To complement this magnum opus (which, come to think of it, strangely resembles a certain other artist's "largest sculpture ever" displayed in the lobby of the Getty a couple of years back ... hmmmm), Roden has filled a side gallery with his smallest paintings ever — postcard-sized abstract oils on canvas created in direct correspondence with a set of actual boring European travel postcards given to the museum's senior curator, Rebecca McGrew, by the late hard-edge abstractionist (and longtime Pomona faculty member) Frederick Hammersley. In addition to this posthumous visual dialogue, Roden invited L.A.-based art writer Michael Ned Holte to create texts for the blank backsides of the never-mailed missives. This fruitful three-way is rounded out with an actual Hammersley painting from the museum's holdings. The result is a charming and quixotic collaborative exercise that, as a stand-alone show, is more interesting than 90 percent of what you see in the galleries these days.

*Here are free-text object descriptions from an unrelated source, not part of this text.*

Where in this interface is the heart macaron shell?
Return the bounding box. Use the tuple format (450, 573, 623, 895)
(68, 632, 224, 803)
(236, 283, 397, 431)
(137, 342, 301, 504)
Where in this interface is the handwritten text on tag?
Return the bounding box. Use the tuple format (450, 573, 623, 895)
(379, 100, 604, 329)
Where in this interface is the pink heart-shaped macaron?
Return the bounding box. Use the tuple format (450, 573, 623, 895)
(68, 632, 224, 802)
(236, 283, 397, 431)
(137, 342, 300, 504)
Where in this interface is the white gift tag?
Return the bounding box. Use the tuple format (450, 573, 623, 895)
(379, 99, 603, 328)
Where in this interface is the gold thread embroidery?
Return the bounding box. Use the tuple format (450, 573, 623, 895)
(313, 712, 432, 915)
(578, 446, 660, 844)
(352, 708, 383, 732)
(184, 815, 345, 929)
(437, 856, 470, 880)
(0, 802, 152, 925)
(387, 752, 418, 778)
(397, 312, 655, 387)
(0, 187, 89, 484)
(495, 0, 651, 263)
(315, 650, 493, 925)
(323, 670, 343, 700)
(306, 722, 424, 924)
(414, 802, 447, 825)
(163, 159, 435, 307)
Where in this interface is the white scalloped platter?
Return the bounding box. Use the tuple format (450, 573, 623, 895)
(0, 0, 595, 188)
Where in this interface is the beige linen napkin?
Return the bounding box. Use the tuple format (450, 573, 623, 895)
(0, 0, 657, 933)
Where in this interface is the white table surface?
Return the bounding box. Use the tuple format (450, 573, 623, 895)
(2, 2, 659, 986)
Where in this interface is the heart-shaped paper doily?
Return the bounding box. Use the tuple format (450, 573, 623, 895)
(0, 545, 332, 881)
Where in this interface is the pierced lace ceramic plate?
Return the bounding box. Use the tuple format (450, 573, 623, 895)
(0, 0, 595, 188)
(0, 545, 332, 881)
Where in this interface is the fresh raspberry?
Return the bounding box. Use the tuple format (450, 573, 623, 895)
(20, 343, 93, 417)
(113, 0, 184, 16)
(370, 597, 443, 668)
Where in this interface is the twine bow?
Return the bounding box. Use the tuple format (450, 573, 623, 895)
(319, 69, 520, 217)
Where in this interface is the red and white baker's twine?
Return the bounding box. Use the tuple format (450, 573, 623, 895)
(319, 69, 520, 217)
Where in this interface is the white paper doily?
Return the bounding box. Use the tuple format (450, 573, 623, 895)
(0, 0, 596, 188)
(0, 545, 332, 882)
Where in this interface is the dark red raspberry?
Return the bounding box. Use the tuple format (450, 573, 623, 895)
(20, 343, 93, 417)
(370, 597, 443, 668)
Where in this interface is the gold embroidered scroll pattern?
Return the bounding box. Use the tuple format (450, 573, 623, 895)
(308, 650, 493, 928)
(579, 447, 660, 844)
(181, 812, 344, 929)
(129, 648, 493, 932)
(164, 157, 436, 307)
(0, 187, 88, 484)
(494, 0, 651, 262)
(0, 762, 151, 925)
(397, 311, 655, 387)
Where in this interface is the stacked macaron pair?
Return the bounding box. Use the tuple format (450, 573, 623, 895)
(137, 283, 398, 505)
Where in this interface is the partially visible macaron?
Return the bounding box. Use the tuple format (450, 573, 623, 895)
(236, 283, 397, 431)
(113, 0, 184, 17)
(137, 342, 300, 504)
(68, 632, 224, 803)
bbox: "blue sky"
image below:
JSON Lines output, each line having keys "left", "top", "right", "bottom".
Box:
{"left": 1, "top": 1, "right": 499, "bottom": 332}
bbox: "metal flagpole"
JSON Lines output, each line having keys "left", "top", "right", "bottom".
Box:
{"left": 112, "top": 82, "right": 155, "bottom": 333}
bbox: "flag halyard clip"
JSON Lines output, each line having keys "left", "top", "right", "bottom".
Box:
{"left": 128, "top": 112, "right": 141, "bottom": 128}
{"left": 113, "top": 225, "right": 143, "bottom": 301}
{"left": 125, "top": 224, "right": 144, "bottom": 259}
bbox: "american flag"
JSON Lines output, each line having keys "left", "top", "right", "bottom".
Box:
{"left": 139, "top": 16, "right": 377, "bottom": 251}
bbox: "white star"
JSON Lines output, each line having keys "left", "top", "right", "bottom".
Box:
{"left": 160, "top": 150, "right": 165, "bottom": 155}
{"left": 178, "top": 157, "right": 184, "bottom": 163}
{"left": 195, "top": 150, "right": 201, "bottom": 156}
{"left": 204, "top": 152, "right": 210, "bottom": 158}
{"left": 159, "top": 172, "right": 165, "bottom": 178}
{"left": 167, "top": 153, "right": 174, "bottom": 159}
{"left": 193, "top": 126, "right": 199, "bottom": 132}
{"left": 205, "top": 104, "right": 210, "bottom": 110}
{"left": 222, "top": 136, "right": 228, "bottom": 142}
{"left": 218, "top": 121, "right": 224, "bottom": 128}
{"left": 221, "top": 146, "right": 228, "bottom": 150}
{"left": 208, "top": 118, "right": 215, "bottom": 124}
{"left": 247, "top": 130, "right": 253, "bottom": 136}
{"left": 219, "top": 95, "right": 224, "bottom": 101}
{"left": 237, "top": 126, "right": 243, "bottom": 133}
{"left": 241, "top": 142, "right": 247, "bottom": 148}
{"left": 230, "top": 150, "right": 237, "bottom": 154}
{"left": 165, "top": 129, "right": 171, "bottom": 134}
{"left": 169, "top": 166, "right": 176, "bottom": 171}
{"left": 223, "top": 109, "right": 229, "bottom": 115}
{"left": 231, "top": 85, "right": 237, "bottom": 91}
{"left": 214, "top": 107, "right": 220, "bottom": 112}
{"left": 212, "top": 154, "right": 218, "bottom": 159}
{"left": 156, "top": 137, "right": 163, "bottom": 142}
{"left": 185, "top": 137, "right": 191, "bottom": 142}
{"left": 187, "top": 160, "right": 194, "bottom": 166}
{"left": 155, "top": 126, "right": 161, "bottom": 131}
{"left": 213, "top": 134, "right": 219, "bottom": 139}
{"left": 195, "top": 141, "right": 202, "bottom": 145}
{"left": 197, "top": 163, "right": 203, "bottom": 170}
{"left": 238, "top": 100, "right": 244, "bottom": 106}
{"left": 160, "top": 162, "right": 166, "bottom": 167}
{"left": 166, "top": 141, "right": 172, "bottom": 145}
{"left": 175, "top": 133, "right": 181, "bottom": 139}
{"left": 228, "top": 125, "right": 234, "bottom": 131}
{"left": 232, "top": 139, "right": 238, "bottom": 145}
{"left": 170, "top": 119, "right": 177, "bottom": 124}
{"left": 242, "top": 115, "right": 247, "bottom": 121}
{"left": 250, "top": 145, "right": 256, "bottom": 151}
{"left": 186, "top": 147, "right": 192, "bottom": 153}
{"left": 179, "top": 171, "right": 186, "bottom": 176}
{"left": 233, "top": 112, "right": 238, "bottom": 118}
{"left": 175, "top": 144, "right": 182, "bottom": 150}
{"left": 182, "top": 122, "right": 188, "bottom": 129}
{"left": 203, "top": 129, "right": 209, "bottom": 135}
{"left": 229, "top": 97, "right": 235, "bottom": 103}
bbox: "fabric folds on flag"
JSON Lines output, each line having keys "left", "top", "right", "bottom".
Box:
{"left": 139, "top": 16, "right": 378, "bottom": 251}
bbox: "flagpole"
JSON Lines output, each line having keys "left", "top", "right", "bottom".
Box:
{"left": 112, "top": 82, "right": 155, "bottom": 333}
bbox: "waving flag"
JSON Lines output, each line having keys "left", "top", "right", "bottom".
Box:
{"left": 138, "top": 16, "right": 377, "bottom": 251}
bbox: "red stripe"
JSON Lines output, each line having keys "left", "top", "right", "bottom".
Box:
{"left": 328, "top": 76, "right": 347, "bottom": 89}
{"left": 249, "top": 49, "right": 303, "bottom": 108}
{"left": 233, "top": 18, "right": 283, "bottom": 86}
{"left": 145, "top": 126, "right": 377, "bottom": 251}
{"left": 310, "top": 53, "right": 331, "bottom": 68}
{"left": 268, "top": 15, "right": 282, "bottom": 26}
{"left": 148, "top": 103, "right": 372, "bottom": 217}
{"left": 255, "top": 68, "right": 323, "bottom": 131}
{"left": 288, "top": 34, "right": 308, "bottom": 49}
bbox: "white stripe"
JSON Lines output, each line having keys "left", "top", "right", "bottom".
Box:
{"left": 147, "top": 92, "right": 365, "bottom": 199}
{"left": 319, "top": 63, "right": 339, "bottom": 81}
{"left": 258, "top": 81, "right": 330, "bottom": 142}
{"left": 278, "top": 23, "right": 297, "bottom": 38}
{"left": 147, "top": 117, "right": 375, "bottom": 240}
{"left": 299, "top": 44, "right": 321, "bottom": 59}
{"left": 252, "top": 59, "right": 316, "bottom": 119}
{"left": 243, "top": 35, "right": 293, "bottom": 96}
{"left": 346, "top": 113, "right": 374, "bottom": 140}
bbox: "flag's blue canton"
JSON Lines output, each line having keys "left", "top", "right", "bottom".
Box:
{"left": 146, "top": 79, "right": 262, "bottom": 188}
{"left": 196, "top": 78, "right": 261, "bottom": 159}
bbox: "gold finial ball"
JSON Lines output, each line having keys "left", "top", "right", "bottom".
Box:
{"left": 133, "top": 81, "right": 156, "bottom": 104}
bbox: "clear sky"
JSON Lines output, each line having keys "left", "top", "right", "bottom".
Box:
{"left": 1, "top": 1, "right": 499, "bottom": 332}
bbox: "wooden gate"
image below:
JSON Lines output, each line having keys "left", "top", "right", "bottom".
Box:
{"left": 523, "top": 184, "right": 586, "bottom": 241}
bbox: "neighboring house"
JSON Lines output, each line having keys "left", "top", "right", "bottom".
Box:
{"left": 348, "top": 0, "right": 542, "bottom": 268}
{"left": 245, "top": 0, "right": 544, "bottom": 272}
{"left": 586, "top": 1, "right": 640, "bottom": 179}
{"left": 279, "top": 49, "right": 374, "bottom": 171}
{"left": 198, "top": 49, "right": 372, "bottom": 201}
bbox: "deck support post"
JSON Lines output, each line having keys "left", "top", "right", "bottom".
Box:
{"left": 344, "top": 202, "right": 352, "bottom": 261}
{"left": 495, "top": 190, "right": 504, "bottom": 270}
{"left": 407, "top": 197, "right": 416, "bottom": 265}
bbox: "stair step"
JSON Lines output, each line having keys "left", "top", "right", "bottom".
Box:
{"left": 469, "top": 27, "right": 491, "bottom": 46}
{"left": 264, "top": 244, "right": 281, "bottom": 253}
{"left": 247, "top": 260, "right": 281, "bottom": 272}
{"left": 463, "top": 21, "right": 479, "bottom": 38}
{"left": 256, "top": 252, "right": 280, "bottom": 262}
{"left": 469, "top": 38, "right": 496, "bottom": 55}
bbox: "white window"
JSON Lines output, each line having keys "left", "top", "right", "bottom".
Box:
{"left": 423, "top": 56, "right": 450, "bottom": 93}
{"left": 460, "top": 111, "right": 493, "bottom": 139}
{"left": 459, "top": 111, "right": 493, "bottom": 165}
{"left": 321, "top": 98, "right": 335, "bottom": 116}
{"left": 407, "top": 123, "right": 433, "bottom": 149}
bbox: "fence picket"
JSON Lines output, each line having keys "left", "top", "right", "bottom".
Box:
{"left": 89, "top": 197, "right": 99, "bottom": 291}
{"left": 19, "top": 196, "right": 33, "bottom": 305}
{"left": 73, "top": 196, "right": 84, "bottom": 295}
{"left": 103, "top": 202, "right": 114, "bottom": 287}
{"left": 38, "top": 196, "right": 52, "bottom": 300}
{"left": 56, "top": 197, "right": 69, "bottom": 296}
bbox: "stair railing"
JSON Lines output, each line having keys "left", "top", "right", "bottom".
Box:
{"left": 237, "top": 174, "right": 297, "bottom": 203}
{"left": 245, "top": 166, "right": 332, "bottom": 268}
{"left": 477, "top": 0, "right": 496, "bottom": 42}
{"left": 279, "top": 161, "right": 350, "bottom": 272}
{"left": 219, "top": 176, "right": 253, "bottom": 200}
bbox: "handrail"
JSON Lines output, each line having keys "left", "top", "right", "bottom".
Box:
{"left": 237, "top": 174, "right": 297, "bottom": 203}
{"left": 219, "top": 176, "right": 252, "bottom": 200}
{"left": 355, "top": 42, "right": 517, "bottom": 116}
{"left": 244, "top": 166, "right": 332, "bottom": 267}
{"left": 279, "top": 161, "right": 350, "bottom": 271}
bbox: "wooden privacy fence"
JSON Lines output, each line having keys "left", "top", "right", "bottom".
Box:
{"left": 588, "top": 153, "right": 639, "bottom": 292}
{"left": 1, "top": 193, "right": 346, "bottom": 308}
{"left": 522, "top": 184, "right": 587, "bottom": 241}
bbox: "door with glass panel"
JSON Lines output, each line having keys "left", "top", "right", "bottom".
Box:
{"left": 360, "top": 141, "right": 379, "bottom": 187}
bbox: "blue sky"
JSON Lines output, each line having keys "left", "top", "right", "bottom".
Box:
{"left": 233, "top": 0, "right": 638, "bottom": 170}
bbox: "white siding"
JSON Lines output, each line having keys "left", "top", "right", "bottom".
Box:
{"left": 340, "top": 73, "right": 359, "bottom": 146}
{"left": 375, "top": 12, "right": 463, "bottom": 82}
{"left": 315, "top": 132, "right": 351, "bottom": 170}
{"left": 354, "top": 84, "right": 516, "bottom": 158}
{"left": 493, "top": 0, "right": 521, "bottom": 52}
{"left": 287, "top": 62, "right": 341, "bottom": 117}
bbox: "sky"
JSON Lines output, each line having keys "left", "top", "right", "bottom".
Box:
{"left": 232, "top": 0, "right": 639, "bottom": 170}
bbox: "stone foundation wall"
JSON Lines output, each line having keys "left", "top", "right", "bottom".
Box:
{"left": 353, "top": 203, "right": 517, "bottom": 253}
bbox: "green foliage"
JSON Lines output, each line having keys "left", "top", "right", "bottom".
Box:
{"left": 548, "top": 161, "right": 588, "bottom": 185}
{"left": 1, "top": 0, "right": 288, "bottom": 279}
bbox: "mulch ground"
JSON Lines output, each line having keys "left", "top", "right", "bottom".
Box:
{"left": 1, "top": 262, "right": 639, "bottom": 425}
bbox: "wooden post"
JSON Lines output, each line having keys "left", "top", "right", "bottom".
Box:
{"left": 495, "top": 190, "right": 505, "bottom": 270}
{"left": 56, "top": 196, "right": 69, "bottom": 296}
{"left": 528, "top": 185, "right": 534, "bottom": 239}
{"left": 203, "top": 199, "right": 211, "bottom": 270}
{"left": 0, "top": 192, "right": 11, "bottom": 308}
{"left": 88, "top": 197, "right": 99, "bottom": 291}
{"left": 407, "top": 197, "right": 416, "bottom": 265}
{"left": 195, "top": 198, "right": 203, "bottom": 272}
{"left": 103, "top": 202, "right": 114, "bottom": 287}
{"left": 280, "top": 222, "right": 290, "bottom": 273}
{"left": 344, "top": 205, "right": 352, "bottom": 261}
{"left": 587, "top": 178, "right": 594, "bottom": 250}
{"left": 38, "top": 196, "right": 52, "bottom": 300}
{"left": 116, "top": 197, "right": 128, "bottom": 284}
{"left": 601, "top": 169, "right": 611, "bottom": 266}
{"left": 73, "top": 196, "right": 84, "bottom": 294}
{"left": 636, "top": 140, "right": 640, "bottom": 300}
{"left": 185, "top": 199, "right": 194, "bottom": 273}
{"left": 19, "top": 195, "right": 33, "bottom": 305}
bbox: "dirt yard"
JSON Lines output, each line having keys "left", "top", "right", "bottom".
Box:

With all of this activity behind him, Roden is no doubt ready for a well-deserved break. Except he's committed to doing a double video projection of hand-drawn films of the west coasts of North and South America on a pair of sculptural screens at their juncture point on Santa Monica Beach for this year's Glow extravaganza, on September 25. Then there are the selections from his remarkable collections of vintage photographs and phonographs currently being prepped as a deluxe book/CD combo by the illustrious Dust-to-Digital label (you can get the gist of it from Roden's mesmerizing airform archives blog at inbetweennoise.blogspot.com).
Oh, yes, and of course there's his next solo exhibit at Vielmetter Projects scheduled for March.